Closer encounters
The expanding legacy of an LA singer-songwriter: unheard demos and a second Great Lost Album. By John Mulvey.
Jim Sullivan If The Evening Were Dawn ★★★★ Jim Sullivan ★★★★ LIGHT IN THE ATTIC. CD/DL/LP
WHAT IS IT, exactly, that makes a neglected old record so compelling: great music, or a luridly weird backstory? In the sometimes frantic, sometimes forensic reissues game, it seems the latter often takes precedence. An obscure 1969 album about flying saucers, whose maker disappeared from the New Mexico desert in 1975, presumed – by some – to have been abducted? That’s a tale from the margins of rock we can do business with.

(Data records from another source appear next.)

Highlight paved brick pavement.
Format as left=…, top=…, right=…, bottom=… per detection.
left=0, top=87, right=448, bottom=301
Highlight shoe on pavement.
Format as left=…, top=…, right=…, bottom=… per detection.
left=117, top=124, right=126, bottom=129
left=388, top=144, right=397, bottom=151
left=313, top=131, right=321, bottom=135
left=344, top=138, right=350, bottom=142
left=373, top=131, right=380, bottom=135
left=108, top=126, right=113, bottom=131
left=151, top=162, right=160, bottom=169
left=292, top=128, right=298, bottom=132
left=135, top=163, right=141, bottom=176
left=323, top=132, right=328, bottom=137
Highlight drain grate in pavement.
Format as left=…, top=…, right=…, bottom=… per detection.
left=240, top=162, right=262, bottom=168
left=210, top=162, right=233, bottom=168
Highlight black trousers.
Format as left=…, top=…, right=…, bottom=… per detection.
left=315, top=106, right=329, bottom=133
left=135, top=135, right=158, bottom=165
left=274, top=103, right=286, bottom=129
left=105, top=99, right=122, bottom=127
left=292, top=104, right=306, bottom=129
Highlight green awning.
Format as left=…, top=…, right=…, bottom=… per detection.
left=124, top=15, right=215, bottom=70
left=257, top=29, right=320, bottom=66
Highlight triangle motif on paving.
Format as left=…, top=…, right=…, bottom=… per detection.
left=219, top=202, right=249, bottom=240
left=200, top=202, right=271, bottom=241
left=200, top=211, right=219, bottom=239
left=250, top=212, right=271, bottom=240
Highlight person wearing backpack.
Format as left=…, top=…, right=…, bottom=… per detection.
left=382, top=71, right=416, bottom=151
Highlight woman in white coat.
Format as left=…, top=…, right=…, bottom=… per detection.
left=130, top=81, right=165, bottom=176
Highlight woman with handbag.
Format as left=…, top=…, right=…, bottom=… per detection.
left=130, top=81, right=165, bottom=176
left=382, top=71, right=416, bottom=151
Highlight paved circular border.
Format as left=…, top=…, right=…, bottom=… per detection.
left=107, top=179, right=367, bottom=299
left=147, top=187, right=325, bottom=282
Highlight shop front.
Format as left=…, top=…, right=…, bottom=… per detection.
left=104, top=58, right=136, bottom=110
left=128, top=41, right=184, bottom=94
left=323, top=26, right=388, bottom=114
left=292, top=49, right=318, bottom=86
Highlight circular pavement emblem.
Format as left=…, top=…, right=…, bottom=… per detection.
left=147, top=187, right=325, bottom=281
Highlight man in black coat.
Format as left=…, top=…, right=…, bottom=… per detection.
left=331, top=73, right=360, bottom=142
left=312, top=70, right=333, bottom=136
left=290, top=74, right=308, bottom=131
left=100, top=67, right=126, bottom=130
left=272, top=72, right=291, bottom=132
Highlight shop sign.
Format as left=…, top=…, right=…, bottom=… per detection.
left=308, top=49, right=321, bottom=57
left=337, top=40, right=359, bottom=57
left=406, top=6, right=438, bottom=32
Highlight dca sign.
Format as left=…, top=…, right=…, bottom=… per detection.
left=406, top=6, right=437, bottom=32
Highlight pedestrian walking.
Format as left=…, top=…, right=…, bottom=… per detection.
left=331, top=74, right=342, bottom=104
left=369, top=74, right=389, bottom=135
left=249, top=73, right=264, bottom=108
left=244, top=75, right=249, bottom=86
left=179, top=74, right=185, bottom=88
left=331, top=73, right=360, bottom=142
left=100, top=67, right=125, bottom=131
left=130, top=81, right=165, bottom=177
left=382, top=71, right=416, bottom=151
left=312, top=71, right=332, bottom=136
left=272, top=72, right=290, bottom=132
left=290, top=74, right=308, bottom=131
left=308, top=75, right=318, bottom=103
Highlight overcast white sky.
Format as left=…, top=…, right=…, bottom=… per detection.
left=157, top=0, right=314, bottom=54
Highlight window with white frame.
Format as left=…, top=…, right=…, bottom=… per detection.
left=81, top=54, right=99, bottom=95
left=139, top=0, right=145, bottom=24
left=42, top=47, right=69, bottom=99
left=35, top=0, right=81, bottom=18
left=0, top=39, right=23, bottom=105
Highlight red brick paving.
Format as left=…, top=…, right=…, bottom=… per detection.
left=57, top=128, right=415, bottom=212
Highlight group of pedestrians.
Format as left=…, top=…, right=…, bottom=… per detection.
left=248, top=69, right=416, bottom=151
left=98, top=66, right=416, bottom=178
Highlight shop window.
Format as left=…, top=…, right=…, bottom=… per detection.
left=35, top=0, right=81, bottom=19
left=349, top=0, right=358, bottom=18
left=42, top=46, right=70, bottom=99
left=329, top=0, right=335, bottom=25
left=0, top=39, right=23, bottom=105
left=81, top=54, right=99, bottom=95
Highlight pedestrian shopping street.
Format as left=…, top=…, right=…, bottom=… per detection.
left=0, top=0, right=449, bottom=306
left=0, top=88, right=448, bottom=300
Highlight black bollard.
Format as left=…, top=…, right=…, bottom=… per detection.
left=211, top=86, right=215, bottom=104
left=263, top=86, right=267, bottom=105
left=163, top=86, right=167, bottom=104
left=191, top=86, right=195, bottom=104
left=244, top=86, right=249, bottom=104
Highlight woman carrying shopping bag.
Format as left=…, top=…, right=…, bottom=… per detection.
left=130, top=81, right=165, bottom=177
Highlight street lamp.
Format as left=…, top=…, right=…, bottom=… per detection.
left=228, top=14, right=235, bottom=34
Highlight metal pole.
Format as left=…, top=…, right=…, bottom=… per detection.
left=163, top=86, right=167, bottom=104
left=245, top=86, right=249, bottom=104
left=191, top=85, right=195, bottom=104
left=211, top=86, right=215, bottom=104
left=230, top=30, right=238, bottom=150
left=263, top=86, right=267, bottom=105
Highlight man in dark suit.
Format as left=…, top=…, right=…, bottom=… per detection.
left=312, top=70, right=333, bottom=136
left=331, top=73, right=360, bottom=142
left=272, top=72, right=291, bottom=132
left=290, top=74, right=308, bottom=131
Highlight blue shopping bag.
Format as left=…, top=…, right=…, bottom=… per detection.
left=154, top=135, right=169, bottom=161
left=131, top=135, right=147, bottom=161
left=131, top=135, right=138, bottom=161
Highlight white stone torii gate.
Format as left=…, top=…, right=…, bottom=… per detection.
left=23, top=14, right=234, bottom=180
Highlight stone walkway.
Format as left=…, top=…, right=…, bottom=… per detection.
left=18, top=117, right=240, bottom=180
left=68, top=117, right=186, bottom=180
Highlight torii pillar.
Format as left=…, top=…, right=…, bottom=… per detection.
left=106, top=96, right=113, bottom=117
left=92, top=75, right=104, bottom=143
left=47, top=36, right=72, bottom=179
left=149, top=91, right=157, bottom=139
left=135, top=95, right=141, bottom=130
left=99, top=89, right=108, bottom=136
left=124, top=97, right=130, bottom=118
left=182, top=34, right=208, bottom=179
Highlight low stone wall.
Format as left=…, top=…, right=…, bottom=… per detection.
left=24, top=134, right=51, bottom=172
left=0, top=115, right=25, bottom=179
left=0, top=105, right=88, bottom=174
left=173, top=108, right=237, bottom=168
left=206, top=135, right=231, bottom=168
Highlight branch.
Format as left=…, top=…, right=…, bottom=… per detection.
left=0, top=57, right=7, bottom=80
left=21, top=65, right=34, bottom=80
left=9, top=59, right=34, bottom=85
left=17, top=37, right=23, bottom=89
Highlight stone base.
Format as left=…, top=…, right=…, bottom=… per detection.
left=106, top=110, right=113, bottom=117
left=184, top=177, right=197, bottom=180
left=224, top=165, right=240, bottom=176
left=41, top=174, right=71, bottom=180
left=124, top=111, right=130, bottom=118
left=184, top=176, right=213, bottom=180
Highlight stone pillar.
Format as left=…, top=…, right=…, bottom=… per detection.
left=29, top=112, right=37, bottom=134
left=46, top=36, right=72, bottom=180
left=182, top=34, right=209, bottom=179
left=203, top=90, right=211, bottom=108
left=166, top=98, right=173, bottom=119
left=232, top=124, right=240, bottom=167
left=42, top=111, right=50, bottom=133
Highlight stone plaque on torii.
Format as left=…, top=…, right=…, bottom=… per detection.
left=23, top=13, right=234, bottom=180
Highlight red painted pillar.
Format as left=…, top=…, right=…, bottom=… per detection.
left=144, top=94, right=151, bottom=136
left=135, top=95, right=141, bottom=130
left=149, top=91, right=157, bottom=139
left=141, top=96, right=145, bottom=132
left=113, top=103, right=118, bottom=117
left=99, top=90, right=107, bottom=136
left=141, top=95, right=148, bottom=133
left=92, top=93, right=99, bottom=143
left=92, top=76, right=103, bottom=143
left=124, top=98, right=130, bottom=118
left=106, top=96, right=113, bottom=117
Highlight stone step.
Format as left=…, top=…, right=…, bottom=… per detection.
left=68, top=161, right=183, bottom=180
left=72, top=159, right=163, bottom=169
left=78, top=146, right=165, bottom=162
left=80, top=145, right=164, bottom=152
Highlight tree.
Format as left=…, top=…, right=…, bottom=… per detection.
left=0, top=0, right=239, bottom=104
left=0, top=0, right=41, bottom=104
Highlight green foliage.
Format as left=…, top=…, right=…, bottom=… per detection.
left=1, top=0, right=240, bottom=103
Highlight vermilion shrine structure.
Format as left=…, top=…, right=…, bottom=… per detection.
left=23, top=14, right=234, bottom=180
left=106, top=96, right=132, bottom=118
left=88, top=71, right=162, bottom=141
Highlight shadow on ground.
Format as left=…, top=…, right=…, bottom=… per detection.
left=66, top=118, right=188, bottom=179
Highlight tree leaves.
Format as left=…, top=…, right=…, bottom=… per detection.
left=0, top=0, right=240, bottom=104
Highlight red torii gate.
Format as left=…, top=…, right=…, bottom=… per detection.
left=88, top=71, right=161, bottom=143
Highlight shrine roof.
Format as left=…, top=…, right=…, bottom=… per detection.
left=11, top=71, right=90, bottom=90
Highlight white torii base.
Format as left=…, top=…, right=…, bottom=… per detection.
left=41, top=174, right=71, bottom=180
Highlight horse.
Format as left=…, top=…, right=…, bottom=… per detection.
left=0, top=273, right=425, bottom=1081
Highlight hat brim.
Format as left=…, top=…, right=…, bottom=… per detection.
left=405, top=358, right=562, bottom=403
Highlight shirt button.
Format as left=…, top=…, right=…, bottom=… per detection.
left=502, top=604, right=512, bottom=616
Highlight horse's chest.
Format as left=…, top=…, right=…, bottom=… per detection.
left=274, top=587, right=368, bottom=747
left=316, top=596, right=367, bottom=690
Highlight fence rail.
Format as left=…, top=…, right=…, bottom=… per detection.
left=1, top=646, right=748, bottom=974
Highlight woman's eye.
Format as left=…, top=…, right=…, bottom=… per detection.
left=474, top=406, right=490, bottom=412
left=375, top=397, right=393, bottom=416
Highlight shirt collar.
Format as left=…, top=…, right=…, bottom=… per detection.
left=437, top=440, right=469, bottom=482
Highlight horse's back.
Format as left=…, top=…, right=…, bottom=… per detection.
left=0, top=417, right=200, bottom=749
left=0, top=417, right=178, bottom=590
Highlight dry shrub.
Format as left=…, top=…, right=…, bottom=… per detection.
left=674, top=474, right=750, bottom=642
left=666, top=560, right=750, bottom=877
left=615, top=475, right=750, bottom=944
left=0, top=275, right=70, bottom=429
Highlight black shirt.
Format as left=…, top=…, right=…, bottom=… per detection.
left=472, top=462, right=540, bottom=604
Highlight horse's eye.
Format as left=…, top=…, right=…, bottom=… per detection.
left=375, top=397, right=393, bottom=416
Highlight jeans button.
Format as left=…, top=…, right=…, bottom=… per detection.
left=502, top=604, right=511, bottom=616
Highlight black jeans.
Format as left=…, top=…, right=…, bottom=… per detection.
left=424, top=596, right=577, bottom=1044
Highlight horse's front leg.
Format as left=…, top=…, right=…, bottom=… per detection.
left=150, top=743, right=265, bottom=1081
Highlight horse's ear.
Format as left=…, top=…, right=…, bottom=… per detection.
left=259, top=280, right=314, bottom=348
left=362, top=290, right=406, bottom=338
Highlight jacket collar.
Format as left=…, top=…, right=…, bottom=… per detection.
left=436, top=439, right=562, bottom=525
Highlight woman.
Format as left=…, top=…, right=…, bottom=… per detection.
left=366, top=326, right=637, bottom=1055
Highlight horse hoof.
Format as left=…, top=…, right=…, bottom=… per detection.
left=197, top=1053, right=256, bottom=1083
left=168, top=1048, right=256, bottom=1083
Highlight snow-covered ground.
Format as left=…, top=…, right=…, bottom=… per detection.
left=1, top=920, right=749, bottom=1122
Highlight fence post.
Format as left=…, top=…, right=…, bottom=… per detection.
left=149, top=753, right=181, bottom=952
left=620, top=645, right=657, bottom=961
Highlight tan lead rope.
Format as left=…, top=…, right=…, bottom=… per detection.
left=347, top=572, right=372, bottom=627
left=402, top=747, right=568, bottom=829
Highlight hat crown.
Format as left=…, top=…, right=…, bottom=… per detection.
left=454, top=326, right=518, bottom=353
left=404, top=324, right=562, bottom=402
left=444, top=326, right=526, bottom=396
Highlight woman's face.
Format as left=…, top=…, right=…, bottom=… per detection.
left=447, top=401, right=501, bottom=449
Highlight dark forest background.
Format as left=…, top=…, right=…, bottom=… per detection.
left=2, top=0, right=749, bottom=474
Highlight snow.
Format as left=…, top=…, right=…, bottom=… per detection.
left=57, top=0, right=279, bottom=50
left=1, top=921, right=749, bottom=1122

The legend of Jim Sullivan is both tragic and seductive. But when Light In The Attic rescued UFO from the archives of the minuscule Monnie label in 2010, it transpired that this forgotten album sounded fantastic, too; a rococo folk odyssey that would’ve found a new audience notwithstanding the singer’s mysterious fate. Sullivan (not to be confused with Big Jim Sullivan, the British session guitarist) was a habitué of Malibu bars who had survived a bit part in Easy Rider, and who boasted a cadre of influential friends. When it came to recording his sturdy, elegiac songs in 1969, Wrecking Crew vets provide backing, Sullivan emerging from the studio sounding like a kind of outlaw David Ackles; a troubadour combating hippy burnout with elaborate chamber pop.
A new collection of previously unheard demos, If The Evening Were Dawn uncovers the roots of UFO, revealing how these burnished songs sounded when Sullivan first played them solo to the Hollywood dropouts at Malibu’s Raft Club. Versions of Sandman and Jerome miss the jazzy clip of drummer Earl Palmer, but Sullivan is a percussive, driving 12-string guitarist, and the lack of a band doesn’t derail the song’s momentum. Indeed, there’s an argument that as exercises in lugubrious male hurt – Fred Neil is the closest booming analogue – they actually benefit from the raw treatments. Six songs that didn’t make UFO mostly sustain the quality: Grandpa’s Trip is a trifle in the rather dated genre of marijuana whimsy, but What To Tell Her is a small masterpiece of rough-hewn vulnerability – “I stood there almost crying,” Sullivan admits, ever the compromised stoic – and Mama has an intensity that suggests his burly charisma could be channelled into fiercer rock music if the mood, or opportunity, took him.
It’s easy to understand, listening to these sessions, why a succession of music biz insiders who stumbled upon one of Sullivan’s
gigs were willing to take a chance on him. UFO might have disappeared without trace, but by 1972 he had fallen in with another auspicious gang centred around bassist/arranger Jim Hughart (soon to do key shifts with Tom Waits and Joni Mitchell) and was ready to make a second fine album. Like its predecessor, Jim Sullivan was a lavish production, with the singer one of a tranche of artists – alongside kindred spirit Tim Rose – signed to Hugh Hefner’s short-lived Playboy Records.
As this first-time reissue shows, the music has moved on. Sandman and Plain As Your Eyes Can See (renamed Plain To See) recur from UFO, the former now augmented with New Orleans horns, the latter accelerating towards a Latin funk breakdown. There’s a groovy 1972 modishness to much here – Biblical Boogie (True He’s Gone) would’ve segued perfectly on the radio with Little Feat; Tom Cat is swampily adjacent to Bobby Charles’s solo debut from the same year – but Sullivan’s voice and songs are surprisingly resilient.
For those who want to indulge the myth of Sullivan as lonesome stargazer, with a direct path from UFO in 1969 to some kind of fatal desert close encounter in 1975, the existence of this second album might be an inconvenient narrative distraction. Jim Sullivan is earthbound rather than other-worldly, however much portent might be attributed to lines like “Yeah, true he’s gone/Gone away to another world.” But as a document of an enterprising singer-songwriter, able to switch genre and absorb fashion while retaining his distinct, rugged personality, it’s an essential record. The true story of Jim Sullivan, it clarifies, rests in harsh reality and brilliant music: a life lost, somehow; a promise, and a career, never quite fulfilled.